Его старший брат подозревал посттравматическое расстройство, но это скорее смахивает на садомазохизм или суицидальные наклонности. Совсем не мой профиль. Я не заточена на то, чтобы лечить душевные травмы людей. Мне бы со своими разобраться.
Но я не могла просто оставить его в таком состоянии. Ясное дело, он не может наблюдаться у обычного психолога. Врачебная тайна не всегда гарантирует сохранность ваших данных, особенно если речь идет о таком серьезном преступлении, повлекшем смерть подростка.
– Подлатайте меня, док, и бегите выполнять поручения моего брата.
Пренебрежительный тон затаенной обиды опалил мое лицо алой злостью.
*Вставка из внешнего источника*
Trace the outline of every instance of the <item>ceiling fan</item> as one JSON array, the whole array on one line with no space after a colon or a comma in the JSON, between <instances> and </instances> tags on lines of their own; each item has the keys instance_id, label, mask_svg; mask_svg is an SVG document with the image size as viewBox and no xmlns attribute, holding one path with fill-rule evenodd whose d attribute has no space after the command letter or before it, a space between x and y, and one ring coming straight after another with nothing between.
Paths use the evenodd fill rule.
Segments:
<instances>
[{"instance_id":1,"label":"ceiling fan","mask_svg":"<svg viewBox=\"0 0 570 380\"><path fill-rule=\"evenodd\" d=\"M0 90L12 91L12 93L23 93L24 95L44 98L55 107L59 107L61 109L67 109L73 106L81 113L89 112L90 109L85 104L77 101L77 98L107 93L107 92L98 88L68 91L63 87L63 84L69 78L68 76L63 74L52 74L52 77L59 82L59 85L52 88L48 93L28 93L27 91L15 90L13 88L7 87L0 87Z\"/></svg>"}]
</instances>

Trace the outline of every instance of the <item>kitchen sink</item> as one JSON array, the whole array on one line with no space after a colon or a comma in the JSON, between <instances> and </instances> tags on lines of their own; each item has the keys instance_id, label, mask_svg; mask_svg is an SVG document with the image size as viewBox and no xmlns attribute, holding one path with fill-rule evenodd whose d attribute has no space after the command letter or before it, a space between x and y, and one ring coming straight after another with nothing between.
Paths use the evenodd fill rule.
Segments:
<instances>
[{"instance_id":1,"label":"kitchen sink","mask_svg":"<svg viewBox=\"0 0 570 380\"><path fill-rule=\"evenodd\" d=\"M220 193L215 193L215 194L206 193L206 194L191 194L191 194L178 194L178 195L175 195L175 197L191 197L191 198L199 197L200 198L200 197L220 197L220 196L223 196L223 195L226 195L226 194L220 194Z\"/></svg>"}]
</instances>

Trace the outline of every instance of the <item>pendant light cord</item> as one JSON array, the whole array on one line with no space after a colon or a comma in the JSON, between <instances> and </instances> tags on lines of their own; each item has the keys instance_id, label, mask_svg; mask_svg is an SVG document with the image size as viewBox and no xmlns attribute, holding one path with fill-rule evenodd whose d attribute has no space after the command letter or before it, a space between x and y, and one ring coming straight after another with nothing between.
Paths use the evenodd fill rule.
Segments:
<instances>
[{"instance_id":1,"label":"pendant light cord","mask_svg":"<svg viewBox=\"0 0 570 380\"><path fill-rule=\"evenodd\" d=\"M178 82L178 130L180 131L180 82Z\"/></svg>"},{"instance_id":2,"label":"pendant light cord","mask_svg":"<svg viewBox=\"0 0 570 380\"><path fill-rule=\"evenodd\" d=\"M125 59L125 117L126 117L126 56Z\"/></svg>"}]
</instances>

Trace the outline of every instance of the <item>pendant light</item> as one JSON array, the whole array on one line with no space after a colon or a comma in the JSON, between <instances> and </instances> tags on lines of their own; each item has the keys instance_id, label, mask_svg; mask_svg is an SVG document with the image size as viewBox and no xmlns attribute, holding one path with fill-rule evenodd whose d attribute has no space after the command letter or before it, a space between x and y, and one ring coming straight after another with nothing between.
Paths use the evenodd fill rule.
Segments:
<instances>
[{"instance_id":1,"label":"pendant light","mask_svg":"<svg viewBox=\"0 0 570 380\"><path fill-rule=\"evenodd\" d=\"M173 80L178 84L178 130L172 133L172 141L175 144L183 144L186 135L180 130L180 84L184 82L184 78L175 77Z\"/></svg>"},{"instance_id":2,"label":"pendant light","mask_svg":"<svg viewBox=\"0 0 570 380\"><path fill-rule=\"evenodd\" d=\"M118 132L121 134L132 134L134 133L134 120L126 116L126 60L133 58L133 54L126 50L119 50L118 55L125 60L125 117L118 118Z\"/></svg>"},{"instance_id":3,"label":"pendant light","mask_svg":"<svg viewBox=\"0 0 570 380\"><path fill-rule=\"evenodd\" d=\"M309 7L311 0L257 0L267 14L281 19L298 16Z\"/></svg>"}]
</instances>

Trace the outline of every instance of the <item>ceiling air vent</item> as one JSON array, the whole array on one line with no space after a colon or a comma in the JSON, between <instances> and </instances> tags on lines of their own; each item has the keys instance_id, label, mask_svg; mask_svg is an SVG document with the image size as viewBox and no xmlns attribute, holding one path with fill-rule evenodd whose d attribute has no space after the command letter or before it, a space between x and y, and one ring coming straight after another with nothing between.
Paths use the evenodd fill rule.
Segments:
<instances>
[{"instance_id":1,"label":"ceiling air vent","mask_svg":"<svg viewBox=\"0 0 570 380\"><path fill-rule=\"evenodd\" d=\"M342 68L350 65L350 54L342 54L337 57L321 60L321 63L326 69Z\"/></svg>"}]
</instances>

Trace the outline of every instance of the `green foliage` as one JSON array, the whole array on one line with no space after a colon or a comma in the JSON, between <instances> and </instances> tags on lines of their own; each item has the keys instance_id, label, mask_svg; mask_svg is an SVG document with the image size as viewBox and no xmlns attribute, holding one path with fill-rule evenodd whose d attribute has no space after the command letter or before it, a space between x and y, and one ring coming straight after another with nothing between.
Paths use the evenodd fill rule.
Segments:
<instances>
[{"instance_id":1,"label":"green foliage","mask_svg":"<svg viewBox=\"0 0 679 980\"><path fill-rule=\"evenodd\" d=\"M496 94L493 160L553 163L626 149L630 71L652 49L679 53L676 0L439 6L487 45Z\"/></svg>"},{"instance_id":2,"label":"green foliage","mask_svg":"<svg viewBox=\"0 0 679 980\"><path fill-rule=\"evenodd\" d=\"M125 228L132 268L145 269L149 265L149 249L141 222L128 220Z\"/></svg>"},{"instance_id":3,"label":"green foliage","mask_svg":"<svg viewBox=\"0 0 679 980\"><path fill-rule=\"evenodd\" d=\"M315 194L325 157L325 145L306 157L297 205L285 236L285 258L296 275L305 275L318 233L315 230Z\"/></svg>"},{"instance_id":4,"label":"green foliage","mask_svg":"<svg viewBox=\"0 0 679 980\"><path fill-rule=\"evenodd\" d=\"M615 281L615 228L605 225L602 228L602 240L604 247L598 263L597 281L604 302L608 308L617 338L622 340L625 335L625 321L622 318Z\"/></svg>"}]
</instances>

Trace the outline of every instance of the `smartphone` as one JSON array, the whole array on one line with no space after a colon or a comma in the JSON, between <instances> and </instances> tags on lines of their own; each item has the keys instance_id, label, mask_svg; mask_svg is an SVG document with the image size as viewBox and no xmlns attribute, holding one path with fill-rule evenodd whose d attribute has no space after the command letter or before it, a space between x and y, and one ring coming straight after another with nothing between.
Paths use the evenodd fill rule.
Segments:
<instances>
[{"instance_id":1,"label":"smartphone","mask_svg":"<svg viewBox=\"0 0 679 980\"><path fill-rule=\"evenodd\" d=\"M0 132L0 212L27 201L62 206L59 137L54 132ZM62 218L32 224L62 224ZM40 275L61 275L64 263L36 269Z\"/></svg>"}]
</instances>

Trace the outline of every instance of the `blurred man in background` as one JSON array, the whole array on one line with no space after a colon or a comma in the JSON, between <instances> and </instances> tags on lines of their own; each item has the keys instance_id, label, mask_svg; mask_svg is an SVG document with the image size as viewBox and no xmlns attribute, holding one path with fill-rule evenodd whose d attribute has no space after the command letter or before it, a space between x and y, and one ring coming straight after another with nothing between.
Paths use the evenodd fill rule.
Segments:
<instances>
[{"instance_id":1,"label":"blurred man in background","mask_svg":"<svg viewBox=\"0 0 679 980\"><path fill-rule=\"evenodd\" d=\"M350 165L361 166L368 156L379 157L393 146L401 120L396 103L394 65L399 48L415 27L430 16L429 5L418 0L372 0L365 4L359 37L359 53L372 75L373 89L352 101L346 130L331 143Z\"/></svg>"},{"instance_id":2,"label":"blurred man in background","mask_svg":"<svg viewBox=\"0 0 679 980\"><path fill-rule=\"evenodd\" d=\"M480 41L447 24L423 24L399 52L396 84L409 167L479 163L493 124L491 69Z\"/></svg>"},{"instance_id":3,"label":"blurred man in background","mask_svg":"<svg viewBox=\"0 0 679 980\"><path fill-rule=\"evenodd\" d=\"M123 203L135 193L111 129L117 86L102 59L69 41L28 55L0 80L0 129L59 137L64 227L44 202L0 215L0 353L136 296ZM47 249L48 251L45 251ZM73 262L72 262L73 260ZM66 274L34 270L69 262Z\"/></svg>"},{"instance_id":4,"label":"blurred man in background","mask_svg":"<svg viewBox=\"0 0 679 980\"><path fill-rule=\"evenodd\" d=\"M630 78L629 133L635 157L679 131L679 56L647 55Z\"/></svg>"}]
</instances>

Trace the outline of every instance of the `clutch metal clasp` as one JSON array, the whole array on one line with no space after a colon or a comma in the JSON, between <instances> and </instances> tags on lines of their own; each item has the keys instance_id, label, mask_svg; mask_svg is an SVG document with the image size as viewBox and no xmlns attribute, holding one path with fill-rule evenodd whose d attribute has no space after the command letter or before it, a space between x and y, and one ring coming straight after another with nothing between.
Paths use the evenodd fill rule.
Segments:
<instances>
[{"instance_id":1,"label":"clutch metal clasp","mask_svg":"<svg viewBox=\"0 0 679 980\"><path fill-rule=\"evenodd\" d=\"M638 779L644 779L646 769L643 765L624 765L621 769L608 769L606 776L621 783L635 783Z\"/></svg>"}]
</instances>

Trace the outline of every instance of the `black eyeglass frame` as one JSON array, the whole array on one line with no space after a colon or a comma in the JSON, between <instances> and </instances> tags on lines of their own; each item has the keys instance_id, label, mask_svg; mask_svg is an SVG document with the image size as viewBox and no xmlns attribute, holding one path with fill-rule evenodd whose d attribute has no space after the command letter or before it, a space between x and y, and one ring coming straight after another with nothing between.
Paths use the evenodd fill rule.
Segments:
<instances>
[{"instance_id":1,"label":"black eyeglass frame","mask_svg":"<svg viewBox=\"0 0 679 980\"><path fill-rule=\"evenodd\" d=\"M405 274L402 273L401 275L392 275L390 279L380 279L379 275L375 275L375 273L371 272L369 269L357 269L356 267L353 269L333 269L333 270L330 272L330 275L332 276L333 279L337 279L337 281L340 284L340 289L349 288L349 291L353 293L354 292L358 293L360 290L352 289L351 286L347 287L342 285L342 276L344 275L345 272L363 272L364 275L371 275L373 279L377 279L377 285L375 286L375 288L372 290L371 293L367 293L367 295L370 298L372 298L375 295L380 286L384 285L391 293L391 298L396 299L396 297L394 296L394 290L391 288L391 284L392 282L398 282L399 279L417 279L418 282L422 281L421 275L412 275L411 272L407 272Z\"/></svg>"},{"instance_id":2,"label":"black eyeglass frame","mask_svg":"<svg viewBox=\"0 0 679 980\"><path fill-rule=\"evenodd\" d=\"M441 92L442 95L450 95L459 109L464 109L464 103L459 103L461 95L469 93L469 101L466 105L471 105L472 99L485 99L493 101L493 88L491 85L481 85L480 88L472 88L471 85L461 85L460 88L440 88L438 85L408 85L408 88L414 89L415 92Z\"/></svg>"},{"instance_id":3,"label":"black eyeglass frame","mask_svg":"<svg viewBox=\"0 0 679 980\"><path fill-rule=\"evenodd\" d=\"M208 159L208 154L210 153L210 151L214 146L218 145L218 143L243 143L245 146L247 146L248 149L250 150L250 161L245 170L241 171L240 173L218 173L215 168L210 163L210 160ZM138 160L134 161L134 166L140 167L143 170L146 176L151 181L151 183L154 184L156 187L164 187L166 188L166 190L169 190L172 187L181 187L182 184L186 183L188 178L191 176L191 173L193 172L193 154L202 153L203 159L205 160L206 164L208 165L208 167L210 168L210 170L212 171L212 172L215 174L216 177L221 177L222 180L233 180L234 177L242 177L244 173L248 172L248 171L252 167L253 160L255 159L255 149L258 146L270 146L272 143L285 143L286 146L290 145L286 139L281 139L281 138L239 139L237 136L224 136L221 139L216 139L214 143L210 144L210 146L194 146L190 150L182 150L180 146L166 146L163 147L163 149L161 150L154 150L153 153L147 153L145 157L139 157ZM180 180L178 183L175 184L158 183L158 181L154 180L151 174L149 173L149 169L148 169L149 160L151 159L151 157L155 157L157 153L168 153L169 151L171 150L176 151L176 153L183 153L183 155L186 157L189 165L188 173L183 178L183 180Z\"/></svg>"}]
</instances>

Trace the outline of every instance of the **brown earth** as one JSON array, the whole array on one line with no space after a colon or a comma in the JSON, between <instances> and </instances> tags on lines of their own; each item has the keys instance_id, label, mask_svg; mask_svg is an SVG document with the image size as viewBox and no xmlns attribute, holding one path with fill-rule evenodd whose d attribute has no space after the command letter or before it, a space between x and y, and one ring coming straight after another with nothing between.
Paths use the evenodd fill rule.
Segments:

Глубокий вдох сдержал крик, рвавшийся наружу в ответ показному поведению парня.
– В чем твоя проблема?
Он усмехнулся и закатил глаза, – Я у себя дома, на мне чистая одежда, на столе горячий ужин. Здесь проблемы только у тебя, дура…
Тираду прервал громкий хлопок от пощечины. Моя ладонь замерла в воздухе и лишь тогда я осознала, что только что сделала. На щеке подростка разлилось красное пятно. Он замолчал и я воспользовалась шансом ответить.
– Мои проблемы начались с того, что я спасла тебя, – главное сдержать слезы обиды, – Я могу потерять работу, о которой мечтала. Мне угрожали пистолетом, и это только начало. Спасибо, что заметил на мне грязную одежду. Ведь я даже не могу поехать домой за вещами, не опасаясь за свою жизнь, – накрыв чистым полотенцем руку, встала, – Если не хочешь, чтобы тебя лечила я, ваш врач может.
Я уже развернулась, когда окровавленная ладонь схватила край моей майки, – Моя рука…ты могла допустить ошибку?
Могла ли я совершить ошибку? Все мы люди. Работа врача трудна не только толстым багажом знаний. В наших руках жизни людей. И когда мы допускаем ошибки, эти жизни рушатся.